THE FORMER prime minister is skeptical of the bombastic rhetoric that comes from the Trump administration. While it is accompanied by threats, the US in fact appears more ready to make concessions and negotiate – even with Iran or North Korea.
“It turned out now that Trump is prepared to negotiate with Iran,” Olmert said. “The reason there are no negotiations is that Iran refuses to sit with Trump.”
Syria represents the same problem.

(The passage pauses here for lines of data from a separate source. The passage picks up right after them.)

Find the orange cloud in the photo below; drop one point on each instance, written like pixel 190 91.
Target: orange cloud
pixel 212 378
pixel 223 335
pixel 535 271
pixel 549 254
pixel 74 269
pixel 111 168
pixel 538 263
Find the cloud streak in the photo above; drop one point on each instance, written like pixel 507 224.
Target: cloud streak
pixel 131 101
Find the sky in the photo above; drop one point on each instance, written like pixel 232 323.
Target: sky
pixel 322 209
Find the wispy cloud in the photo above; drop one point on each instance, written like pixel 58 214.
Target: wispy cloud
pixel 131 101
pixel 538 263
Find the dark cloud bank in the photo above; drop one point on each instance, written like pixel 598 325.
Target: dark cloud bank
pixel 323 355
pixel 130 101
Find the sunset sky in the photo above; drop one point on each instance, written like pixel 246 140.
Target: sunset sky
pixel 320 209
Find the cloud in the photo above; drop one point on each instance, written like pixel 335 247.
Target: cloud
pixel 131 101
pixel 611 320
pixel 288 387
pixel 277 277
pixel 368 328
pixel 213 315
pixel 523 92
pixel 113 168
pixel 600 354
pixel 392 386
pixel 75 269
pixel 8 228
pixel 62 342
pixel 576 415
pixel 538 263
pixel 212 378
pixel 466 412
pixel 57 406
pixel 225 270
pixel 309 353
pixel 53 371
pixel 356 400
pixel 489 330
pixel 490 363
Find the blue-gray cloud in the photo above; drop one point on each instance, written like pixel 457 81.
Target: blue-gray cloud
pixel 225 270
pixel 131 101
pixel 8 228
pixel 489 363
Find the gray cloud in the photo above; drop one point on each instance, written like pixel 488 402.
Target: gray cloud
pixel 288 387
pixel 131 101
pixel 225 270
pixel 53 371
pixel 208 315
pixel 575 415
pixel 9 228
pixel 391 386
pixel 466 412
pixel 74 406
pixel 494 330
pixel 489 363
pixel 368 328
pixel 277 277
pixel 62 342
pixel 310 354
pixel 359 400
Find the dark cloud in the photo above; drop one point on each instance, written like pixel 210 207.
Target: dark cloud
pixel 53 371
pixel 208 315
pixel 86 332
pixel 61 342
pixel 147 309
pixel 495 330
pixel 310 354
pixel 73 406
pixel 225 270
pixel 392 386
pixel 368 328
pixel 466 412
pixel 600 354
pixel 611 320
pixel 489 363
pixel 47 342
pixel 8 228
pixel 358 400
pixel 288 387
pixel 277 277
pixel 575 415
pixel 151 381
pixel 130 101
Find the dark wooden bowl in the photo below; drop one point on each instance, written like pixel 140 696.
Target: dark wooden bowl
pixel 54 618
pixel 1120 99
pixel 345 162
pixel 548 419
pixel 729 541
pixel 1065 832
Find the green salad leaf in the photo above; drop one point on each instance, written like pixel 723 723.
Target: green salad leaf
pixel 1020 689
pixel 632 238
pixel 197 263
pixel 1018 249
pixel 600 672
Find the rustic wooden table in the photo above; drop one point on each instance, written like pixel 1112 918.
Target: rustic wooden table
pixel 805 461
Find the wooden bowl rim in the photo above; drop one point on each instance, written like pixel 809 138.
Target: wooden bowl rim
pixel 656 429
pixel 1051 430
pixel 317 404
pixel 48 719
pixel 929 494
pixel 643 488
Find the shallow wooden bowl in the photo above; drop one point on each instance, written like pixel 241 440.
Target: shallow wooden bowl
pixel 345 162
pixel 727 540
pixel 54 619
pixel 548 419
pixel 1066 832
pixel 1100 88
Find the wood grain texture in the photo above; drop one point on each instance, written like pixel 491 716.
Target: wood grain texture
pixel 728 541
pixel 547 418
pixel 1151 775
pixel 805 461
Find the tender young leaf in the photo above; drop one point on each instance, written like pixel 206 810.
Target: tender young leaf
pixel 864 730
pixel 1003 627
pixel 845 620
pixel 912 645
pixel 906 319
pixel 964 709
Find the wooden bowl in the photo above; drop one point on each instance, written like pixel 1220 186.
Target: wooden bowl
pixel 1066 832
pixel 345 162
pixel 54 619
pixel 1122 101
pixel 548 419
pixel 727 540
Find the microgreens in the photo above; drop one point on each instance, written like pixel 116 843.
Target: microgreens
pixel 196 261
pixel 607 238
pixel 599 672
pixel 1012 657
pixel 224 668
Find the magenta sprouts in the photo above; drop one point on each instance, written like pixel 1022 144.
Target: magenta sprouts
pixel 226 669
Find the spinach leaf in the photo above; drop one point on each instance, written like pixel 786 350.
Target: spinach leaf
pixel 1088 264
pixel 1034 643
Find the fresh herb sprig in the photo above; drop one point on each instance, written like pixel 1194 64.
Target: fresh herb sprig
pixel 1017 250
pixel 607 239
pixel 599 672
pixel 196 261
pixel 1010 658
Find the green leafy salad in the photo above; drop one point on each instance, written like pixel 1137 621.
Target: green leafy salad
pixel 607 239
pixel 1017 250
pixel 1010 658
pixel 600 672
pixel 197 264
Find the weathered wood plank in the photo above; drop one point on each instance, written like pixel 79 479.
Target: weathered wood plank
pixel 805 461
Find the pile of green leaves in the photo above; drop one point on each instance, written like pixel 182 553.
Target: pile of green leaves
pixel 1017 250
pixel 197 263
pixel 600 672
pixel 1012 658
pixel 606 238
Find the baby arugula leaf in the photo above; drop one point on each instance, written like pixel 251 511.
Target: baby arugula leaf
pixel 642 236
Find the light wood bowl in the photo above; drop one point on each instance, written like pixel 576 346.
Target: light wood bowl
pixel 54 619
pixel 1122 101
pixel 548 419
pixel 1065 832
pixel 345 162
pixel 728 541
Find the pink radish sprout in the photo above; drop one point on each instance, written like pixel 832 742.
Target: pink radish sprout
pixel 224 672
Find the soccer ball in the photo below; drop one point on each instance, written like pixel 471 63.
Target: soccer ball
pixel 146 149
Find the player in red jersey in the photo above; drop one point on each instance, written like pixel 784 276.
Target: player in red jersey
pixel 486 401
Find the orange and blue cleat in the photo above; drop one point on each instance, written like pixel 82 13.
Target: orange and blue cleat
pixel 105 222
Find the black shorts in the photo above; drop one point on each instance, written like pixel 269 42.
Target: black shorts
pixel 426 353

Turkey’s attack on US allies among the Kurds, which was enabled by Trump’s decision to pull out troops, resulted in warnings to Turkey that the US could harm its economy.
“Turkey has violated the redlines Trump drew for their involvement,” Olmert said. “What will be the American reaction?”
The result for Israel is that we must depend on ourselves, says Olmert.
“I am not surprised or disappointed or devastated, because I didn’t expect anything else,” he said. “When I was prime minister, the Israeli security policy depended entirely on Israel’s ability to defend itself and not rely on Americans fighting for us.”
Here again, Olmert argues that Netanyahu’s political and strategic judgment is mistaken and “obsessed with the policy of fear.”
“The policy of fear creates an exaggerated perception of dangers that do not exist, as part of a calculated attempt to convince the constituents [the public] that only a person with very long and proven experience can be at the top in such circumstances,” Olmert told the Post. “This policy of fear ignores entirely the realistic options that we have to face, and the more balanced and responsible way in which to deal with them. Here, Netanyahu failed again.”
Netanyahu has sought to prevent Iran’s entrenchment in Syria through air strikes and other means, and Olmert gives him credit for that. However, he warns that Iran has crossed a redline – an “unwritten protocol understood by both sides” – that by being in Syria, Iran knows it will receive Israeli opposition.
“But when we didn’t prevent them and they established their presence, they knew Israel would need to react – and they are capable of absorbing those reactions, even when it means casualties among their people,” Olmert explained.
Since Iran knows that it will face Israeli opposition, including attacks, Olmert argues it is unnecessary for Israel to make provocative public statements.
IRGC Quds Force leader Qasem Soleimani, he said, “will tolerate the attacks, but may not be patient with the statements.
And the need for the statements is disconnected from the situation on the ground. It reflects the political constraints that characterize Netanyahu and comes to serve only his political ambitions. This is at the direct expense of the security of the State of Israel.”